Howard Craft--"Beneath the Western Light"
Howard Craft is a poet, playwright, arts activist and educator, and a writer-in-residence with Spirithouse. He has a new book of poems entitled Across the Blue Chasm.

Beverly Fields Burnette-- "SOLILOQUY TO MARTIN"
Beverly Fields Burnette, a Rocky Mount, NC native, is a School Social Worker, poet, author, storyteller, who resides in Raleigh, NC. She is a 1968 graduate of Livingstone College (Salisbury, NC). Ms. Burnette finds innovative ways to include and combine her literary interests with the social work needs and services of children and families. Her poetic works appear in several nationally-distributed anthologies, including Catch the FIre!!! A Cross-Generational Anthology of Contemporary African American Poetry, (Riverhead Books NY, 1998). She has also written and self-published a drug prevention activity/coloring book for K-5th graders entitled "KC Takes A Stand". Ms Burnette is a charter member of both The Carolina African American Writer's Collective and the NC Association of Black Storytellers.

Victor E. Blue--"coffles: a suicide note"
Victor E. Blue is a doctoral student in the history department at the University of North Carolina at Chapel Hill. A former journalist, Blue teaches history at North Carolina Central University. He is the Public Relations Director and Membership Coordinator of the Carolina African American Writers' Collective. His poems, essays, reviews, and articles have appeared in the Independent, Raleigh News & Observer, Columbus Dispatch, Fertile Ground, Dark Eros, Catch the Fire, Obsidian II, and Black Issues in Higher Education. He performs regularly throughout the Triangle and also teaches writing in public schools, prisons, and community centers. His first volume of poems is scheduled to be released this fall.

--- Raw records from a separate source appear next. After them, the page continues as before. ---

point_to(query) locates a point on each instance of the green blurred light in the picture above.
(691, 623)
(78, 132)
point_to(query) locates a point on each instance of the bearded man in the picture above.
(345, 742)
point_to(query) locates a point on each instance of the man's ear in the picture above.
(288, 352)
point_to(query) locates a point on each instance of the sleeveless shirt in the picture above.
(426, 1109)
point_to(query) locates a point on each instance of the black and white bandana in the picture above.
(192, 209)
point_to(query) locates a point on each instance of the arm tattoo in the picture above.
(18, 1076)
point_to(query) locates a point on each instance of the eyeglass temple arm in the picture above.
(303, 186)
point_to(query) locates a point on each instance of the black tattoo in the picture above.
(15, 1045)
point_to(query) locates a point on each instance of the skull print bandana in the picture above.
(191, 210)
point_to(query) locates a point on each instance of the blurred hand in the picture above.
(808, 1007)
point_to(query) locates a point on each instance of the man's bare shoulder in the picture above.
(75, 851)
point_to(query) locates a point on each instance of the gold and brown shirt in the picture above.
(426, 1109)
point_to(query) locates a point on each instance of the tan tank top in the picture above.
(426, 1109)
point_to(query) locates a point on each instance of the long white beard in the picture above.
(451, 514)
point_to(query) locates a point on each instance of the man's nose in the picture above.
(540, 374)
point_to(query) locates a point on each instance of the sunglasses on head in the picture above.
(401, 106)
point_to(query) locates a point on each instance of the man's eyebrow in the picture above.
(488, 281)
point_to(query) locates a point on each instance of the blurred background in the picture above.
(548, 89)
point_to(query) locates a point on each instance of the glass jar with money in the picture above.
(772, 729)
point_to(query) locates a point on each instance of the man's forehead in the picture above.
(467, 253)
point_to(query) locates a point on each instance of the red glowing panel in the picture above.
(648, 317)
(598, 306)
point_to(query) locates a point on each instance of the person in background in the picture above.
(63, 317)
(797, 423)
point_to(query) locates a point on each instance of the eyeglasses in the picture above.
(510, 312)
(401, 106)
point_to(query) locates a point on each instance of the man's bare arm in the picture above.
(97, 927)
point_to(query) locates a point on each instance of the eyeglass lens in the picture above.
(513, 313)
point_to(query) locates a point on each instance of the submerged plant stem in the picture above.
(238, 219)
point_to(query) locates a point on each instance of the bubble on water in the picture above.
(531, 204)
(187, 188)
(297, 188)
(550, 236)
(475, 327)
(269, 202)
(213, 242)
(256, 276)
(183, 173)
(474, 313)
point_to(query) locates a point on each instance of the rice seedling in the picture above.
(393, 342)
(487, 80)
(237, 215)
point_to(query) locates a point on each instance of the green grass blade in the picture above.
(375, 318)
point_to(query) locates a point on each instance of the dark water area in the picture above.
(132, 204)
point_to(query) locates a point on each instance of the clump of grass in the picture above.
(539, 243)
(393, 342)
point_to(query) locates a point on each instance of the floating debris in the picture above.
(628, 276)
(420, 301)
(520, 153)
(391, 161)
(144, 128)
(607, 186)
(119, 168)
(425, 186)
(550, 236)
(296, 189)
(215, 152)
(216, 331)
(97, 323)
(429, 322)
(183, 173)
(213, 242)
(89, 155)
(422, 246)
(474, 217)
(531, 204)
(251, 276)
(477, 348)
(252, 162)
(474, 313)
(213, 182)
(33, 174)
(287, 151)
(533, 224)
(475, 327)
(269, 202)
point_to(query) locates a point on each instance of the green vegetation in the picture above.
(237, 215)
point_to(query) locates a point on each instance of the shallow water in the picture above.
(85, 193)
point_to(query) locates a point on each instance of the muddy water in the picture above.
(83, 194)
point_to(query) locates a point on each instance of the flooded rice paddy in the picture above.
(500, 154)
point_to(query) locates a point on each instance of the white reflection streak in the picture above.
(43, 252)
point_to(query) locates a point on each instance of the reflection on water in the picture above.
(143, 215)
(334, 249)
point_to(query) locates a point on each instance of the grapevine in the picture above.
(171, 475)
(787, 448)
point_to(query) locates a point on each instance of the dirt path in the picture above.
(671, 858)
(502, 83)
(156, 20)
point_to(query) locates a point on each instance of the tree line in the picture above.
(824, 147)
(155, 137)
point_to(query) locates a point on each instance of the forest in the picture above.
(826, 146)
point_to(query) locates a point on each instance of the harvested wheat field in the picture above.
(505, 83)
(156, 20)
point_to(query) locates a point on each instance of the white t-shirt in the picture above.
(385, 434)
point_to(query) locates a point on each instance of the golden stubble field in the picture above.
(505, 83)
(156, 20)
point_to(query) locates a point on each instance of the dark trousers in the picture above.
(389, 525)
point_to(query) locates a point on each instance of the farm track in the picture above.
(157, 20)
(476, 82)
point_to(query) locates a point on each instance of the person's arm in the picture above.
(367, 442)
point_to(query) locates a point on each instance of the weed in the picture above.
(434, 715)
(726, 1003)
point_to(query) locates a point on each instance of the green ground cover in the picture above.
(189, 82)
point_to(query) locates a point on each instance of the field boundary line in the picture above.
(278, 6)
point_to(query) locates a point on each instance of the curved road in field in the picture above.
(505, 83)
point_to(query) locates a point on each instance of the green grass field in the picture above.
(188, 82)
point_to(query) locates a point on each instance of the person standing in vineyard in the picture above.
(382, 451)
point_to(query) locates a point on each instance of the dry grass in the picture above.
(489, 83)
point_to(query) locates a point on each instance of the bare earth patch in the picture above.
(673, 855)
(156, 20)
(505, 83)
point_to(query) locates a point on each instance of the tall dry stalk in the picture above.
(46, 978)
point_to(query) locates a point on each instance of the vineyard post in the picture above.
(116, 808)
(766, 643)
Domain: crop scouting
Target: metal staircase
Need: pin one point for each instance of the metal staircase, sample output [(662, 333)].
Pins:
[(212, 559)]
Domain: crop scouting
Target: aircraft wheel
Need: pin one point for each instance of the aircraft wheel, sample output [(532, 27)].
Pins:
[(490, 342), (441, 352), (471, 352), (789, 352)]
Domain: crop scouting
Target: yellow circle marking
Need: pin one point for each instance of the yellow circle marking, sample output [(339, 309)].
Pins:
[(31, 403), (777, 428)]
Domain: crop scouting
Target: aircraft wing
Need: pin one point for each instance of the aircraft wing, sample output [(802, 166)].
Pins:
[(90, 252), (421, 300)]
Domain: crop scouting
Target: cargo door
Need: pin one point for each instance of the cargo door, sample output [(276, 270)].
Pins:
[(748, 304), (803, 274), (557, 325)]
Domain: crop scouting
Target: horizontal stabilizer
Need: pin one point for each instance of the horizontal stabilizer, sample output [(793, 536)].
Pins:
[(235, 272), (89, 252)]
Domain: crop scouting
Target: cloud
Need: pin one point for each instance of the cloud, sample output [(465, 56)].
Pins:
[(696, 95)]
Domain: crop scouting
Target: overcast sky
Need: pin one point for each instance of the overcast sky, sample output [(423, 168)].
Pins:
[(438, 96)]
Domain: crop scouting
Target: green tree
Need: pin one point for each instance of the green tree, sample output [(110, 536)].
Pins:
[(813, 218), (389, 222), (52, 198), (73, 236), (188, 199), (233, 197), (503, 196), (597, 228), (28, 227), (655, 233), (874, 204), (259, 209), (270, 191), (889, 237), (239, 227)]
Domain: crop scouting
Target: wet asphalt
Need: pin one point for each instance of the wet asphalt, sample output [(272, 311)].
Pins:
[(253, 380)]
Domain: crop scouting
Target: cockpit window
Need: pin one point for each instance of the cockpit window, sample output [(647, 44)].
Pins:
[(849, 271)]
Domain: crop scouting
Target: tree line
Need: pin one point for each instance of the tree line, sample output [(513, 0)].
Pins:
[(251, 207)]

Mendi Lewis  Obadike--"tell me this is because we remember long"
Mendi Lewis Obadike is a poet, media artist, and cultural critic. She is a member of Cave Canem and Carolina African American Writers’ Collective. Her writing has been featured in numerous publications, including Catch the Fire, The Black Arts Quarterly, and the film Take These Chains. Forthcoming are pieces in PoetryBay, the anthology New Sister Voices, and art exhibitions Race and Digital Space and Collective Jukebox. Mendi is a doctoral student in Literature at Duke University where she has taught courses on sound and black identity, film sound, and black women and the Victorian ideal. She is writing a dissertation on 20th century African-American literature and sound theory.